HOUSE PANEL DUMPS HEMP BILL AFTER HEARING CRIME CONCERNS 

After hearing from Minnesota's top federal narcotics official that
there's no difference between marijuana and its fiber-crop cousin, a
House committee Tuesday voted down a bill to allow the University of
Minnesota to conduct research into industrial hemp.

"As far as our laws are concerned, hemp, marijuana, whatever you want
to call it, it's the same plant," said Tim McCormick, head of the
Minneapolis office of the U.S. Drug Enforcement Administration. "An
illegal drug under a different name is still an illegal drug."

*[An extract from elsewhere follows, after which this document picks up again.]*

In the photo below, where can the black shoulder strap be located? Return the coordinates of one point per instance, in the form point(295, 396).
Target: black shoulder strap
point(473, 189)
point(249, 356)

He said any move to promote hemp production could compromise efforts
to stem increasing marijuana use by young people.  Even hemp raised
for paper, rope, clothing, and other fiber products may contain enough
of marijuana's active ingredient, THC, to produce a high, he said.

A broader bill to license Minnesota farmers to grow demonstration
plots of hemp overwhelmingly passed the Senate earlier this month. But
Rep. Rich Stanek, a Minneapolis police captain and leading opponent of
legalizing hemp, said senators didn't hear from McCormick before voting.

Stanek, R-Maple Grove, heads the House Crime Prevention Committee,
which voted 10 to 7 against the hemp bill sponsored by Rep. Steve
Dehler, R-St. Joseph. Dehler said university research could lead to
THC-free hemp and a much-needed new rotation crop for Minnesota farmers.

Dehler said he was disappointed over the panel's action and might try
to amend the hemp issue to another bill.